ThanosQueryGrpcClientErrorRate #
Thanos Query {{$labels.job}} is failing to send {{$value | humanize}}% of requests.
Alert Rule
alert: ThanosQueryGrpcClientErrorRate
annotations:
description: |-
Thanos Query {{$labels.job}} is failing to send {{$value | humanize}}% of requests.
VALUE = {{ $value }}
LABELS = {{ $labels }}
runbook: https://srerun.github.io/prometheus-alerts/runbooks/thanos-query/thanosquerygrpcclienterrorrate/
summary: Thanos Query Grpc Client Error Rate (instance {{ $labels.instance }})
expr: (sum by (job) (rate(grpc_client_handled_total{grpc_code!="OK", job=~".*thanos-query.*"}[5m]))

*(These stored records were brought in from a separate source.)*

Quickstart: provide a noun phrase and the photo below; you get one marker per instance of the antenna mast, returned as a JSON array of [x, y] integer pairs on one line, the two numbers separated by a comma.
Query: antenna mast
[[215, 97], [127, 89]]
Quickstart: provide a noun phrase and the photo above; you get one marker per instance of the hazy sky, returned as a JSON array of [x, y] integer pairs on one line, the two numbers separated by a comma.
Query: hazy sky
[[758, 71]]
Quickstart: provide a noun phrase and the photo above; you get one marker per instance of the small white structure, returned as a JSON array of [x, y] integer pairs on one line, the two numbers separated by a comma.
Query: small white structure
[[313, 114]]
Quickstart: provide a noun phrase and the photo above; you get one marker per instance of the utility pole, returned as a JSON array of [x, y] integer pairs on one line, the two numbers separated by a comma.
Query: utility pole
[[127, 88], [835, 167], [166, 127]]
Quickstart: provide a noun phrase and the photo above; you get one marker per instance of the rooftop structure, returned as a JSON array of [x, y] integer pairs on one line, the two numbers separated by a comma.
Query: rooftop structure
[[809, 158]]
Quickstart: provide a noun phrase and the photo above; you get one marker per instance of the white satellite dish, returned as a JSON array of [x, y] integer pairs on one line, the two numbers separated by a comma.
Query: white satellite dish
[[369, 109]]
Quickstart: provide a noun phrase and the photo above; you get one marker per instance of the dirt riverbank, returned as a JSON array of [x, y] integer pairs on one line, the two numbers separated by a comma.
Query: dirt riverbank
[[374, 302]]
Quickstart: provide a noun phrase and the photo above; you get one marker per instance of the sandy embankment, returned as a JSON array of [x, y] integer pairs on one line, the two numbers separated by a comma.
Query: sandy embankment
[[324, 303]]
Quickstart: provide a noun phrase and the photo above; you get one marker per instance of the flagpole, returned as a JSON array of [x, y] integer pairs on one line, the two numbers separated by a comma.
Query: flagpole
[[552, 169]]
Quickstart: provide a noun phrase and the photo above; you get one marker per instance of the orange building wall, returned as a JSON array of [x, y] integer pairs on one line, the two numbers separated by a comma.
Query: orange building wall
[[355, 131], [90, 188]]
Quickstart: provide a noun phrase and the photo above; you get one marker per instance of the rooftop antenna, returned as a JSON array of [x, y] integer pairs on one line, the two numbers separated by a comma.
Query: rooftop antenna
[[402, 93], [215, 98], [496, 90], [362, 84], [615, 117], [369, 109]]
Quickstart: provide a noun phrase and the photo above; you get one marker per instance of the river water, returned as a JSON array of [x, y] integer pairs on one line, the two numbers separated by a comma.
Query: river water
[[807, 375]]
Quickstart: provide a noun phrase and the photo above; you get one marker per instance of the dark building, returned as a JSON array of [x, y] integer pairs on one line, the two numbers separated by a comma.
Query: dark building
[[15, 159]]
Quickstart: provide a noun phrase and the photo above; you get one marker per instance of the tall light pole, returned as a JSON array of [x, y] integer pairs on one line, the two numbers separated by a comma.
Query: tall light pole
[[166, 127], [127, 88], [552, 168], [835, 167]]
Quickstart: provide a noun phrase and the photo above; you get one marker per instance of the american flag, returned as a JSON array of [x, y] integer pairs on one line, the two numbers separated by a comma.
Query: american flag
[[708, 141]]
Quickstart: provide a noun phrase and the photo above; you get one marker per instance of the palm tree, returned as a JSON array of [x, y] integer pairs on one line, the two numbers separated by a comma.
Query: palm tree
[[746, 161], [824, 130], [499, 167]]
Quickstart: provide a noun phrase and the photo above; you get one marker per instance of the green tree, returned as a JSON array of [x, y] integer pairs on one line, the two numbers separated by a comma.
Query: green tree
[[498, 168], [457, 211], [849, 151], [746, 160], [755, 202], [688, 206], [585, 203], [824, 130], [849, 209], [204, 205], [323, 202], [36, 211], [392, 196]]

/ sum by (job) (rate(grpc_client_started_total{job=~".*thanos-query.*"}[5m]))) *
100 > 5
for: 5m
labels:
severity: warning
Meaning #
The ThanosQueryGrpcClientErrorRate alert rule is triggered when the error rate of the Thanos Query gRPC client exceeds 5% over a 5-minute period. This indicates that the Thanos Query instance is experiencing issues when sending requests to the gRPC server.
Impact #
- Thanos Query instance is not functioning correctly, leading to incomplete or inaccurate query results.
- Potential impact on downstream systems that rely on Thanos Query, such as Grafana dashboards or alerting systems.
- Downtime or errors in the monitoring and alerting system.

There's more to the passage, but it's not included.